Kunstverein Bad Godesberg: Kunst wie auf den Leib geschrieben

Kunstverein Bad Godesberg : Kunst wie auf den Leib geschrieben

Lisa Bille und Tobias Buß zeigen im Glaskarree des Kunstvereins Bad Godesberg ihre Werke, die allesamt Menschen als Thema haben.
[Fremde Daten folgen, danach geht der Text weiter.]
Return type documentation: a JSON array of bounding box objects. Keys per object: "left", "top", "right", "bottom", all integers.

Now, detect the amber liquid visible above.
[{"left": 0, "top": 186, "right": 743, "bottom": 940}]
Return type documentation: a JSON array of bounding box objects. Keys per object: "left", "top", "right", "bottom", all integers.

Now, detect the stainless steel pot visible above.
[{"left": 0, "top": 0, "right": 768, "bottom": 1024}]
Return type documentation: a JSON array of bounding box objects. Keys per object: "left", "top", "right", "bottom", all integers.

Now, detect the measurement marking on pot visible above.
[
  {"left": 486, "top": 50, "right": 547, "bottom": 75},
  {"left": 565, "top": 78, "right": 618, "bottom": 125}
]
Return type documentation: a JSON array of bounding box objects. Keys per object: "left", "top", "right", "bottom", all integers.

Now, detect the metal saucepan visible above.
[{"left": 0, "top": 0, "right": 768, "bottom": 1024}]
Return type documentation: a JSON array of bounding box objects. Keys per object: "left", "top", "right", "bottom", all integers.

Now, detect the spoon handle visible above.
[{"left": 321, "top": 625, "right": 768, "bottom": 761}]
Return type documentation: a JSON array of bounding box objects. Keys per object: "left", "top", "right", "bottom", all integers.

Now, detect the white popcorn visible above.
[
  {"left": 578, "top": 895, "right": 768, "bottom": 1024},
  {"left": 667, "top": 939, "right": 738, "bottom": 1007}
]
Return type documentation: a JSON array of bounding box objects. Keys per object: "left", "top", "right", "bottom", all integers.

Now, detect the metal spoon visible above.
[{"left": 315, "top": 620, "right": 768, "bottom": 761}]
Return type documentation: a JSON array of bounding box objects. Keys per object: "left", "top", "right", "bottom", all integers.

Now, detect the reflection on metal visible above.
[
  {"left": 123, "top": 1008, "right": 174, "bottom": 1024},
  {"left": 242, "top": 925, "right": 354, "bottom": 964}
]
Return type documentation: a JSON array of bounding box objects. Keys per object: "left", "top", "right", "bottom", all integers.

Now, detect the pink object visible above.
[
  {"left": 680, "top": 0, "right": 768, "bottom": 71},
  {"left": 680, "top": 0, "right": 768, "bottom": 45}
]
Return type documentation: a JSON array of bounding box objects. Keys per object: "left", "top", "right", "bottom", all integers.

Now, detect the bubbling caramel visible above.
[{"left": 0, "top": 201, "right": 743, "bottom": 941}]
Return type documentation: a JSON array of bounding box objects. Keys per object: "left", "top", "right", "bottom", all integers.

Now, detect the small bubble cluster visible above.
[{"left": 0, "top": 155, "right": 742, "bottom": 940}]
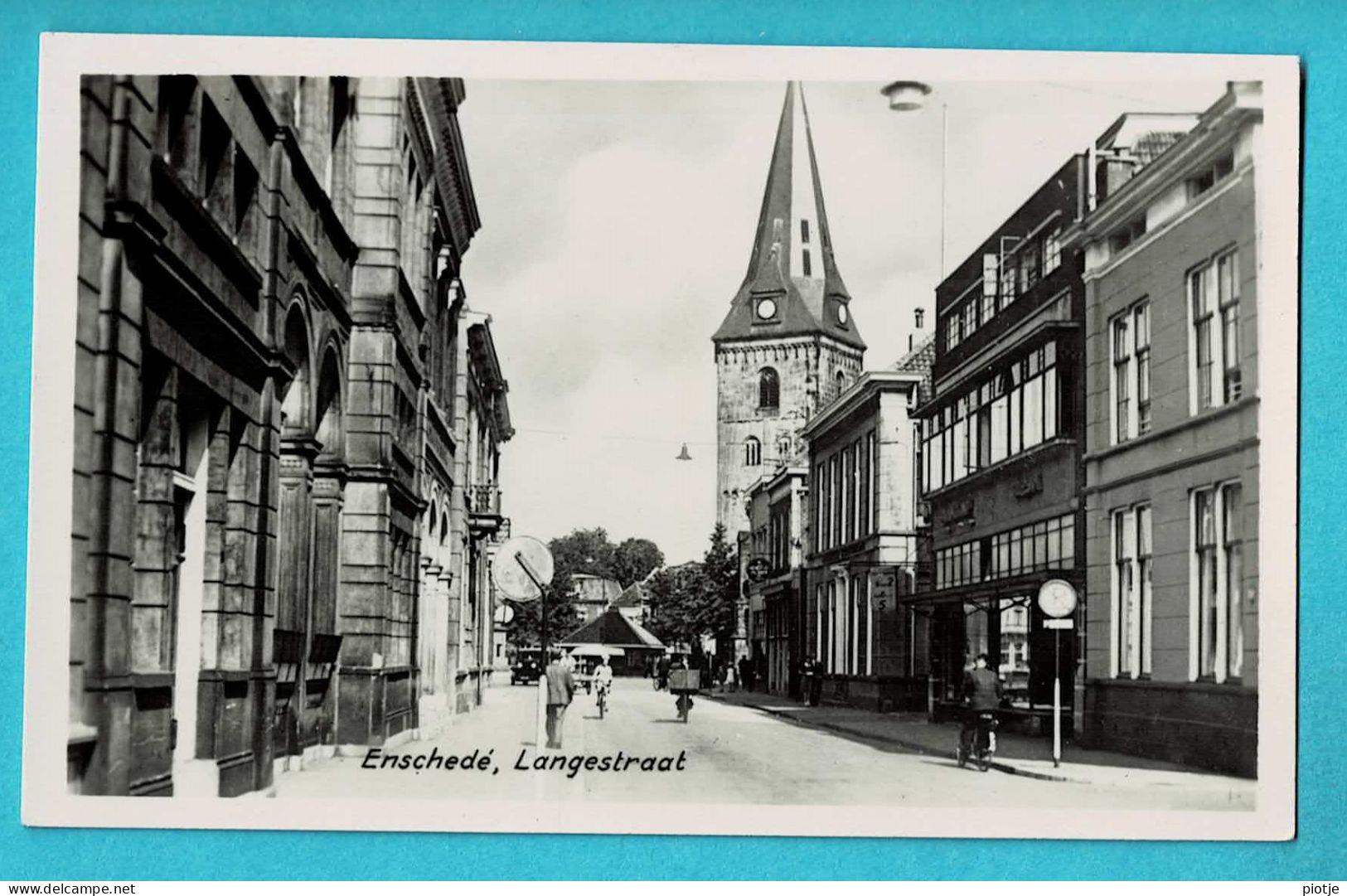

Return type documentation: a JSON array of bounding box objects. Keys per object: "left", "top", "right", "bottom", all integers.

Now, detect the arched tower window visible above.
[
  {"left": 744, "top": 435, "right": 763, "bottom": 466},
  {"left": 758, "top": 366, "right": 782, "bottom": 409}
]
Ihre Kunst ergänzt sich: Bille präsentiert Holzschnitte und Drucke, Buß zeigt mit Öl und Aquarell gemalte Gemälde und Tuschezeichnungen. Die Vernissage der Ausstellung „Auf den Leib geschrieben“ wurde von den Besuchern bewundernd und interessiert wahrgenommen. Bille und Buß haben beide Kunst studiert und sich bei einer Arbeitsgruppe kennengelernt. Den Menschen als Inspiration und Objekt ihrer Werke fänden beide faszinierend und interessant, sagte Buß. „Für mich ist es wichtig, dass die Figuren Präsenz haben und lebendig wirken“, so Buß.

Und diese Präsenz ist beim Betrachten der Bilder spürbar. Die abgebildeten Menschen, die nach realen Vorbildern in der dargestellten Szene gezeichnet sind, blicken einen direkt an. Es scheint, als ob sie wüssten, was der Betrachter denkt. Besonders bei dem Bild „Sulun“ tritt dieser Eindruck stark hervor. Es zeigt eine junge Frau, die ruhig und entspannt mit einem Glas in der Hand den Besucher frontal anblickt.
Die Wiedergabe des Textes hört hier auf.